Abram builds on popularity of improvement shows
BOSTON -- Norm Abram may be television's most unlikely star.
Instead of Hollywood leading-man looks, the host and master carpenter of "This Old House" and the PBS series "The New Yankee Workshop" has a flannel shirt.
"Those shirts are who he is," said executive producer and director Russell Morash, who first brought Abram into American living rooms nearly 30 years ago.
Abram's easygoing manner and expertise in crafting furniture have earned him the admiration of his peers and recognition from millions of Americans, inspiring amateur woodworkers and dazzling those with no experience.
Leaning on a bench at the neat workshop in suburban Boston, where the tangy scent of paint and adhesives mixes with the sweet smell of sawdust, Abram said he expected "The New Yankee Workshop" to go off the air after a few years. Instead, it recently kicked off its 20th season.
"It just picked up some momentum and it just keep rolling one year after the other," he said. It's now shown on nearly all PBS stations and attracted an average of 1.5 million viewers per week last season.
Abram is stopped by fans at airports, mobbed at trade shows and receives thousands of e-mails from amateurs who send in pictures of their projects inspired by the show. When he brings his mother to the doctor's office, all her doctor wants to talk about is the show, he said. Even children send crayon portraits.
"Norm could be your neighbor or your shop teacher in high school," said Henry Becton Jr., WGBH-TV's former president, who was program manager when "This Old House" got its start. "He's got an avuncular quality, which inspires trust in the audience. And kids pick up on that. They know this is an honest guy."
One man told Abram at a trade show that his wife banned him from watching the show until their toddler son learned his grandfather's name.
"Every time this little boy would hear my voice he'd shout 'Norm!' and go running into the room to watch the show with his father," Abram said.
Abram has kept the show fresh over the years by tackling a range of projects from the simple to the complicated, from the functional to the ornamental. He has built a sailboat, a garden shed, an ornate tallboy, a clock, a variety of chairs, chests and more.
"We kind of go on our gut feeling and we've been lucky because we've kind of hit it," he said.
This season Abram tackles the show's most ambitious project: a custom kitchen built entirely in the workshop. The project will take up nine of the season's 13 episodes. No previous project has ever taken more than two episodes.
"The kitchen is the most functional room in a home and kitchen improvements are one of the best investments a homeowner can make," he said, explaining the reasoning behind the project.
Abram takes a visitor on a tour of the kitchen, explaining everything in detail. He doesn't just explain how to do it, but why it is being done, the economy behind it, its practicality, and the materials and tools needed to do the job.
"He's a perfectionist and the audience knows they're seeing quality work," said Tom Silva, the general contractor on "This Old House" who has worked with Abram for about 20 years.
The new season also dips into the archives to update one of the show's most popular projects, an Adirondack chair Abram built in the second season. But even this project has a twist. For the first time he invites a woodworking novice -- the show's production coordinator, Sara Ferguson -- to build an Adirondack chair, table and footrest alongside him.
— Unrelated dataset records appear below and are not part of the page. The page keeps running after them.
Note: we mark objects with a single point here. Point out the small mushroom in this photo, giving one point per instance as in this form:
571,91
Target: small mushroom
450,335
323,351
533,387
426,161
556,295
"To see a woman on the show, trying her hand at it, hopefully other women say 'Wow, if she can do it, I can do it, too,' " Ferguson said.
Building stuff has been virtually a lifelong pursuit for Abram, who was inspired by his father growing up in Milford, a suburb of Boston.
His father was always handy with his tools, and eventually gave up a job as a mechanic in a woolen mill to work as a builder. Abram remembers at age 9 helping his father lay hardwood flooring at a job site one Christmas Eve.
It wasn't long before he was doing his own projects. "I was always playing around with something, I could just get lost for hours in the basement just hacking around with pieces of wood and just using my imagination a little bit," he said.
He worked with his father during summers all through high school and while at the University of Massachusetts, where he took engineering and business classes to complement his craftsman skills.
"My father didn't want me to be in the trades, but I just always had a feeling that I wanted to have a construction business," he said.
If he hadn't, he never would have met Morash.
The two crossed paths while Abram was building a home for a friend of Morash's on Nantucket. Morash was impressed with his work and hired Abram to build a barn on his property.
That gray barn with blue trim stands today as the front end of the workshop.
At that time in the late 1970s, Morash was just formulating the plans for "This Old House." He needed a woodworker, and Abram was the perfect fit.
"We've been working together ever since," said Morash, who was also the man who brought Julia Child and original "Victory Garden" guru Jim Crockett to television.
The three PBS icons share common traits, including the ability to make what seems baffling appear so simple through a step-by-step process.
"Julia and Norm can both think in the abstract," he said. "Julia could taste something in her mind before even making it. Norm can look at a project and figure out the problems ahead of time. That's what makes him so good."